Because James’ investigation is civil, she cannot file criminal charges. But she could sue Trump and his company to seek financial penalties and could try to shut down certain aspects of Trump’s business in New York.


“As the most recent filings demonstrate, the evidence continues to mount showing that Donald J. Trump and the Trump Organization used fraudulent and misleading financial statements to obtain economic benefit,” James said in a statement. “There should be no doubt that this is a lawful investigation and that we have legitimate reason to seek testimony from Donald J. Trump, Donald J. Trump Jr., and Ivanka Trump.”


It is unclear whether Mazars’ break with the Trumps will have any bearing on the DA’s criminal investigation into Trump. The firm has been cooperating with that investigation, and Trump’s main accountant at Mazars has already testified before a grand jury hearing evidence about Trump.


The office of the DA, Alvin Bragg, declined to comment.

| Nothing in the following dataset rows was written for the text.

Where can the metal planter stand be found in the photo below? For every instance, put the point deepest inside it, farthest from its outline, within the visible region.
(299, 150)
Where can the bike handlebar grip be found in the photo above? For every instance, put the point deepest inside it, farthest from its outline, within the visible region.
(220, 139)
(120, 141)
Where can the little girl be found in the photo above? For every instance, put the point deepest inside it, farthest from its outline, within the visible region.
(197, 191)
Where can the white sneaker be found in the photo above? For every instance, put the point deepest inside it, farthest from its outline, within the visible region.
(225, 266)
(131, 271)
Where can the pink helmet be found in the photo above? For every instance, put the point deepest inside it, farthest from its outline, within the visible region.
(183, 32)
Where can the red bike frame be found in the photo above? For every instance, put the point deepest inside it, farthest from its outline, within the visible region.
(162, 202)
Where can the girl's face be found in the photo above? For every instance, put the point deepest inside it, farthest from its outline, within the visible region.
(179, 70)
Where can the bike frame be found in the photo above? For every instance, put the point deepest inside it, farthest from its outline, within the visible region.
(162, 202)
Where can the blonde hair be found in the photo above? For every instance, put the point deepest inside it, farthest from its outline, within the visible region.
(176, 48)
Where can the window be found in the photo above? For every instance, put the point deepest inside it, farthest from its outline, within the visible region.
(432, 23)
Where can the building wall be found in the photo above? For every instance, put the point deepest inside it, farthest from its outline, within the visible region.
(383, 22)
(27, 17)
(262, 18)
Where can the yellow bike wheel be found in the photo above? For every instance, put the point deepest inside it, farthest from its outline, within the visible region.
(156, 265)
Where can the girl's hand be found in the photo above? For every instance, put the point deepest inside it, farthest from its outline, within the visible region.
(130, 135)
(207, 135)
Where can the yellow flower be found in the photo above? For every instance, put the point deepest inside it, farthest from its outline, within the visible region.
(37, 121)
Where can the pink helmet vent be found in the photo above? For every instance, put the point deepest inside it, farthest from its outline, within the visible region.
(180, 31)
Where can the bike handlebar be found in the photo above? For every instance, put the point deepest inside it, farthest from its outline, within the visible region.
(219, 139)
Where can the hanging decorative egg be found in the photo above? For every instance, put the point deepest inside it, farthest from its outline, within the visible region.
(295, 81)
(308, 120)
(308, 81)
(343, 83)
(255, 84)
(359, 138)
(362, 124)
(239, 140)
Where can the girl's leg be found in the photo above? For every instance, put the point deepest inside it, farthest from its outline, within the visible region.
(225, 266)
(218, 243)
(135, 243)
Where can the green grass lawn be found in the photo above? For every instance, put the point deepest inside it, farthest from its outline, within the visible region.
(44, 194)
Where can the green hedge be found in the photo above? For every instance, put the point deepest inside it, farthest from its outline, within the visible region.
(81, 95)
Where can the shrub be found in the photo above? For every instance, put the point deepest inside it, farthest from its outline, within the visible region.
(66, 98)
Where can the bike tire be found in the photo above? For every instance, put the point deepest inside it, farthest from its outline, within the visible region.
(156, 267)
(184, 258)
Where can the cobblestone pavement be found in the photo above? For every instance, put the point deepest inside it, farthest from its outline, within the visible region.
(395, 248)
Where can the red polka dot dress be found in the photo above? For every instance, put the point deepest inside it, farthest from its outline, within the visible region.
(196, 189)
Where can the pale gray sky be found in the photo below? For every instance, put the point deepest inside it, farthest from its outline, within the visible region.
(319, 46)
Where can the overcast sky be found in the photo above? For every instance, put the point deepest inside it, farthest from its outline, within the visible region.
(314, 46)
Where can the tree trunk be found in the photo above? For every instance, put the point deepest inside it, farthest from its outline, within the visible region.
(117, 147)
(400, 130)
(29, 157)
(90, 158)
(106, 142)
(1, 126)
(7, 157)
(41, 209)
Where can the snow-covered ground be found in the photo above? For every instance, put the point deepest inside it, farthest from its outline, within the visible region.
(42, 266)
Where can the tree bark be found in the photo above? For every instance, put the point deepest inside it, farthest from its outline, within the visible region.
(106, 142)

Both investigations still face obstacles. Although the statements may contain exaggerated estimates of Trump’s property values, those same documents also include a number of disclaimers, including acknowledgments that Trump’s accountants had neither audited nor authenticated his claims.


Another disclaimer notes that Mazars did “not express an opinion or provide any assurance about” the statements, a common caveat in statements of financial condition. The firm also disclosed that, while compiling the information for Trump, it had “become aware of departures from accounting principles generally accepted in the United States of America.”


Trump’s lawyers would probably argue that his lenders, sophisticated financial institutions such as Deutsche Bank, would not have relied on the statements when providing him loans.


Still, in her court filing last month, James highlighted potential misleading statements about the value of at least six Trump properties, including golf clubs in Westchester County, New York, and Scotland, as well as Trump’s own penthouse home in Trump Tower.